While the pandemic has been difficult for many in Japan, the pressures have been compounded for women. As in many countries, more women have lost their jobs. In Tokyo, the country’s largest metropolis, about one in five women live alone, and the exhortations to stay home and avoid visiting relatives have exacerbated feelings of isolation.

Other women have struggled with the deep disparities in the division of housework and child care during the work-from-home era, or suffered from increases in domestic violence and sexual assault.

The rising psychological and physical toll of the pandemic has been accompanied by a worrisome spike in suicide among women. In Japan, 6,976 women died by suicide last year, nearly 15 percent more than in 2019. It was the first year-over-year increase in more than a decade.

Each suicide — and suicide attempt — represents an individual tragedy rooted in a complex constellation of reasons. But the increase among women, which extended across seven straight months last year, has concerned government officials and mental health experts who have worked to reduce what had been among the highest rates of suicide in the world. (While more men than women died by suicide last year, fewer men did so than in 2019. Over all, suicides increased slightly less than 4 percent.)

The situation has reinforced longstanding challenges for Japan. Talking about mental health issues, or seeking help, is still difficult in a society that emphasizes stoicism.

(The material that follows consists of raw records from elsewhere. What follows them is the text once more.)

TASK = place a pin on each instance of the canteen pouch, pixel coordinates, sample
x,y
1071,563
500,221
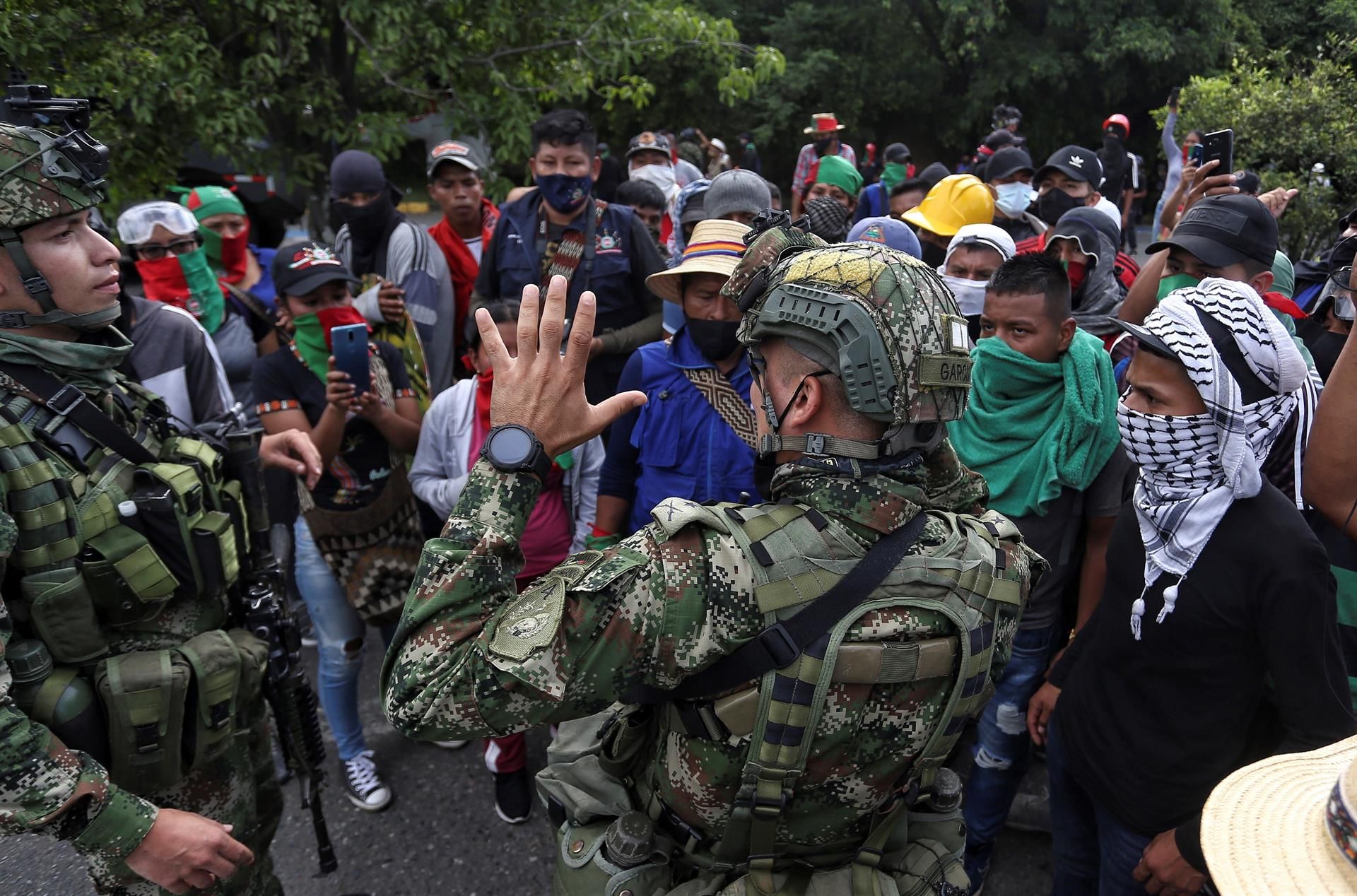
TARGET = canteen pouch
x,y
582,866
209,707
63,615
143,697
169,502
127,577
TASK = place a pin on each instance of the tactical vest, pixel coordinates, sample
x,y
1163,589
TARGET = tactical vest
x,y
124,570
603,766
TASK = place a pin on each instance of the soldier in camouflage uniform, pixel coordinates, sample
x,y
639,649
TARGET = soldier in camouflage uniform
x,y
827,774
209,827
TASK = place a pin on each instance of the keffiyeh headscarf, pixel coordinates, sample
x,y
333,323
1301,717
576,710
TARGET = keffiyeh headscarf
x,y
1193,467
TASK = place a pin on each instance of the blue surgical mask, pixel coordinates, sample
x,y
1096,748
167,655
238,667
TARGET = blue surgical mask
x,y
1013,199
563,191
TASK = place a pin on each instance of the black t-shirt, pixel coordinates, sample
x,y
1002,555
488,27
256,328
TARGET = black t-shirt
x,y
1150,726
360,470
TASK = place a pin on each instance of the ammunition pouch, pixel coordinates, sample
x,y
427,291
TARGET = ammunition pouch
x,y
174,712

The pandemic has also amplified the stresses in a culture that is grounded in social cohesion and relies on peer pressure to drive compliance with government requests to wear masks and practice good hygiene. Women, who are often designated as primary caregivers, at times fear public humiliation if they somehow fail to uphold these measures or get infected with the coronavirus.

In one widely publicized account, a 30-something woman who had been recuperating from the coronavirus at home died by suicide. The Japanese news media seized on her note expressing anguish over the possibility that she had infected others and caused them trouble, while experts questioned whether shame may have driven her to despair.